中国など東アジア地域の工業化が進むことによって、大気汚染物質のオゾンやPM2.5などの日本への飛来が増え、森林環境に様々な影響を与える心配が出ていた。
森林総研などがこれらを定量的に把握するため、岩手県のブナ林(二戸市安比)と京都府のコナラ林(木津川町山城)にオゾン影響調査の観測塔(高さ数十m)を建設し、一定の広さの森林によるオゾン吸収量とCO2吸収速度との関係を数年にわたって調査した。
樹木の苗木を使った農場実験ではコナラはオゾンに強いことが知られている。コナラが多い京都・山城の森林ではオゾンの影響は見られなかった。一方、オゾンを葉から吸収しやすいブナの森林、岩手・安比では、オゾンを多く吸収した年の秋には葉の老化が早くなり、CO2を吸収する力が急速に失われていることが明らかになった。
ブナの葉はコナラの葉と比べて気孔が良く開いているため、空気中のオゾン濃度が同じでも2倍近くを吸収しやすいことも分かった。
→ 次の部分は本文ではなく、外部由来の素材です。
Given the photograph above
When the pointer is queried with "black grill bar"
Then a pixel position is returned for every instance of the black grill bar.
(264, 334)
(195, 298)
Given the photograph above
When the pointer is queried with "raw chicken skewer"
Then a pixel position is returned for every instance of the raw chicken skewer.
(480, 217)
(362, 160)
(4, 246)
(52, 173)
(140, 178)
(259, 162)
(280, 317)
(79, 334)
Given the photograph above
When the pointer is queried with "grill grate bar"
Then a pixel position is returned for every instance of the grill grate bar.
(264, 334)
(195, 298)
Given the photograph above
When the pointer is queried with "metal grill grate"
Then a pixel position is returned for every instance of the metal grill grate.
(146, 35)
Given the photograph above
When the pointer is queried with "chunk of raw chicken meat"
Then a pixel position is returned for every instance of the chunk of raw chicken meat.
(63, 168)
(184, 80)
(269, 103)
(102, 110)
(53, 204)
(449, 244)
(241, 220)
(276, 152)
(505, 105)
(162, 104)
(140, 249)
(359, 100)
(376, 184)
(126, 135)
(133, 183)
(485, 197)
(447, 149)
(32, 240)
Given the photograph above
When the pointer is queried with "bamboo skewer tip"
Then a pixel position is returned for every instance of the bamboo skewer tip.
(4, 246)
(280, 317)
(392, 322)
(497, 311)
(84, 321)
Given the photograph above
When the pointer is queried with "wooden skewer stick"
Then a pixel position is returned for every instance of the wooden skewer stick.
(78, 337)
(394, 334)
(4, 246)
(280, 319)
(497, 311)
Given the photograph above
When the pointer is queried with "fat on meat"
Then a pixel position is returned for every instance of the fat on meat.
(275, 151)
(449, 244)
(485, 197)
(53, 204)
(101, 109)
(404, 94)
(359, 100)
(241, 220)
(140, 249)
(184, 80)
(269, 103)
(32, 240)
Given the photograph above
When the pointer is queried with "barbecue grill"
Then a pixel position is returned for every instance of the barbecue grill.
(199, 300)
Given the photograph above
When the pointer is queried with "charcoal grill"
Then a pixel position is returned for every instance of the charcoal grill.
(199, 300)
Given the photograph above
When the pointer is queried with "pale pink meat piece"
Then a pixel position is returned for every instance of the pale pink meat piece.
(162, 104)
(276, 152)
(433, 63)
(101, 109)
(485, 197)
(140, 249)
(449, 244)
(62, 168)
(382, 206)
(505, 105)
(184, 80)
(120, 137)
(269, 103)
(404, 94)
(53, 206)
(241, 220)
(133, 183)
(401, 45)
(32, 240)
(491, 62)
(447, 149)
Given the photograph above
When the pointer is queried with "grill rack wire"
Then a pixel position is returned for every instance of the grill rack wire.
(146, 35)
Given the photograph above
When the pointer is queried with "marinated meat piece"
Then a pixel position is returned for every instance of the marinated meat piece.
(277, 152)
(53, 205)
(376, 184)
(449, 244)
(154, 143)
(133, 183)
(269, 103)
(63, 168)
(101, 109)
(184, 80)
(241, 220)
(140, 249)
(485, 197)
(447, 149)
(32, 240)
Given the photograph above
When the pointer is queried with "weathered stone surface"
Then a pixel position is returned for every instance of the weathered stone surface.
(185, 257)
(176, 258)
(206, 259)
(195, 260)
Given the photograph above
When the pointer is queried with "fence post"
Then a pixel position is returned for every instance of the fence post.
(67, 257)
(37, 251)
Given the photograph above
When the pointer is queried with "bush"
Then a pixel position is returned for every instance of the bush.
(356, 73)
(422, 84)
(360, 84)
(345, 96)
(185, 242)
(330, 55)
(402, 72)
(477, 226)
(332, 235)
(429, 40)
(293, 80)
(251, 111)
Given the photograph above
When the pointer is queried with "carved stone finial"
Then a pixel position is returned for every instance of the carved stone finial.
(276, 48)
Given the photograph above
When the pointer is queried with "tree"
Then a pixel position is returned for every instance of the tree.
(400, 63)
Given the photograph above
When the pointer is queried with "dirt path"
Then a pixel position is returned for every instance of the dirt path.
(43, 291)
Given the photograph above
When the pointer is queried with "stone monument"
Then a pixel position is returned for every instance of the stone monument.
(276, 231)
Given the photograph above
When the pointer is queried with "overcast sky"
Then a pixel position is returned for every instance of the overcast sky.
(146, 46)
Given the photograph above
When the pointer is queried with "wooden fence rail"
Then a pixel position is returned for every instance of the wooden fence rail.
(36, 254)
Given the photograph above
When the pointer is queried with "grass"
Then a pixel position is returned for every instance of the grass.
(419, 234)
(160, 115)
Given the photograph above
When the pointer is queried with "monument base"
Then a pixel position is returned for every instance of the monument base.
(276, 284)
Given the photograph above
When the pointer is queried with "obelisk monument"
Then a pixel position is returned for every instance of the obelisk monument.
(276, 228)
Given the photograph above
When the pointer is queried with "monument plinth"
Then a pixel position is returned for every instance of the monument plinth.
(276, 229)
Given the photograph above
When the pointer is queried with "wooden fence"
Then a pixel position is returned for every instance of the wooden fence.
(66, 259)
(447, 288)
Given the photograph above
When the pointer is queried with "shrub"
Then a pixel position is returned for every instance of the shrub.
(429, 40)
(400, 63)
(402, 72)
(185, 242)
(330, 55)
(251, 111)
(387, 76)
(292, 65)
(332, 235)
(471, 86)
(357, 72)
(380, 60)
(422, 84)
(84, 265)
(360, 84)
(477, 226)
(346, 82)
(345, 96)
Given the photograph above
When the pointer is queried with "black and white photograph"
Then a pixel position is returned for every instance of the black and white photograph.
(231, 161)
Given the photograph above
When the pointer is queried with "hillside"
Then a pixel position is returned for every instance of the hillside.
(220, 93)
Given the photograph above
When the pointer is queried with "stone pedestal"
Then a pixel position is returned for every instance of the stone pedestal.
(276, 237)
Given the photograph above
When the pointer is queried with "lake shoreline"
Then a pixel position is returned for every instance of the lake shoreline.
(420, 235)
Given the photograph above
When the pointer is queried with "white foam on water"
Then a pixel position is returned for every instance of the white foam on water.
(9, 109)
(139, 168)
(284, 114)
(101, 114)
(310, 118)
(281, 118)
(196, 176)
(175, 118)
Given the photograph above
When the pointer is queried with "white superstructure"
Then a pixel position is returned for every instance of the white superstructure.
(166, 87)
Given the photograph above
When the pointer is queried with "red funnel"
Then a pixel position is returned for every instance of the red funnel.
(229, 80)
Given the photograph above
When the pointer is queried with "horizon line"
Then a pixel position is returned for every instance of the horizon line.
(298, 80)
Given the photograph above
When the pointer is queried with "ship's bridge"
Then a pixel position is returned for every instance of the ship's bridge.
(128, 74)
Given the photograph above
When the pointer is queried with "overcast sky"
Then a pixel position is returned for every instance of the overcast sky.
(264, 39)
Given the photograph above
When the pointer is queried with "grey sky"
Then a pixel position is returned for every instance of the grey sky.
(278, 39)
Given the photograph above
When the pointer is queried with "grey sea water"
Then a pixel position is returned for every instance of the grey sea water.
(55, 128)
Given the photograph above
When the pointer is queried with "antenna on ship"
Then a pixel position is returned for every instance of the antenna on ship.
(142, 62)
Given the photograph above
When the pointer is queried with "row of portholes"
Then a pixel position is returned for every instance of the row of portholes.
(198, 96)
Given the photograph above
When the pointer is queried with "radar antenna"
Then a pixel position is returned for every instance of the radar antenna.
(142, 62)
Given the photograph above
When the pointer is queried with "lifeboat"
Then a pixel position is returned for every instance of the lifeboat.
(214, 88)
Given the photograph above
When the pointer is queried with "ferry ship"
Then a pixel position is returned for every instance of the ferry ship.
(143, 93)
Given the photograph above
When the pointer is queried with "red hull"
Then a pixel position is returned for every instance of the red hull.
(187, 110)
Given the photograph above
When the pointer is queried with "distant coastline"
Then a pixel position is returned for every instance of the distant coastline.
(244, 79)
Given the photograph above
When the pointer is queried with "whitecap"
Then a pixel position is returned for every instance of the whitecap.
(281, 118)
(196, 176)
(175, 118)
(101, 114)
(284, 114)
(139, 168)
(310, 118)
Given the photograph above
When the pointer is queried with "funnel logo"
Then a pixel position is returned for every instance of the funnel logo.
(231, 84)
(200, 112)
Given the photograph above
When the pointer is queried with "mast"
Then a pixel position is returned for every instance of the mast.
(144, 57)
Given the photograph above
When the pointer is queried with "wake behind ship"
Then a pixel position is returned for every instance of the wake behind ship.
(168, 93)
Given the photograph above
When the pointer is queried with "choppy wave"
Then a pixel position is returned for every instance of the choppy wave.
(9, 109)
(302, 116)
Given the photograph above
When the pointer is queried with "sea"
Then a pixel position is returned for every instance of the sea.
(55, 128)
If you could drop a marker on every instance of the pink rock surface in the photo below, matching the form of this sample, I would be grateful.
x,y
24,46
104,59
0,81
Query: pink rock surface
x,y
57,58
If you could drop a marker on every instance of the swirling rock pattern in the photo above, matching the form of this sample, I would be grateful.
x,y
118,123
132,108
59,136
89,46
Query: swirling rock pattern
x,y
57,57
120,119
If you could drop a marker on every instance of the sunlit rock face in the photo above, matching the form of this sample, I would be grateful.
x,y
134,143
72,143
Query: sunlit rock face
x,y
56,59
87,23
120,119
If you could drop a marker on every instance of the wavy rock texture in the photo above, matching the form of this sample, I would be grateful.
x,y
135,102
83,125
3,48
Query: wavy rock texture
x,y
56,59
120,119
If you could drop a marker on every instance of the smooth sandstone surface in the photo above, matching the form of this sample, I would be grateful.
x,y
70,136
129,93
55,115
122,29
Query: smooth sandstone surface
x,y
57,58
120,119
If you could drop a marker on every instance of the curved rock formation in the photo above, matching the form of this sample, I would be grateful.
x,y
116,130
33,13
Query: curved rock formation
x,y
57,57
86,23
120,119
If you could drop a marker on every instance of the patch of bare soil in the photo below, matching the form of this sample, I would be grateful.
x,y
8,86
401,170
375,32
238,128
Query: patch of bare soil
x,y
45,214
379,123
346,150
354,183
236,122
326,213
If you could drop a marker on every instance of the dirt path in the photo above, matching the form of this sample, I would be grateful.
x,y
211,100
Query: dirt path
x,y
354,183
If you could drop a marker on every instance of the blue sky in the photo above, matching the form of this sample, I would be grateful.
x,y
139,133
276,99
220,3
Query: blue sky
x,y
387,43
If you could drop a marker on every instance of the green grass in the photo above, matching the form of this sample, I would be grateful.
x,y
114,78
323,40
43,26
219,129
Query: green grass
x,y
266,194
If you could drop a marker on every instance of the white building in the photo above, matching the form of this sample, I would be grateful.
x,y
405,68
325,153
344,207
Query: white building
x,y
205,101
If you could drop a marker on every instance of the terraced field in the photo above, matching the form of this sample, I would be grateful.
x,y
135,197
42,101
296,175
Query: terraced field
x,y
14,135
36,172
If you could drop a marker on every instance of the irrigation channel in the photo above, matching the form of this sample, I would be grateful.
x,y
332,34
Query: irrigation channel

実際の森林でのオゾンの影響調査は、東アジアでは初めて。
ブナの葉の老化が早まることは、光合成によってCO2を吸収する期間が短くなることを意味しており、森林による温暖化防止機能が低下するとみられる。
森林環境を健全に保ち、森林による温暖化防止機能を維持するためには、東アジアの周辺国と連携した大気汚染対策が重要だとしている。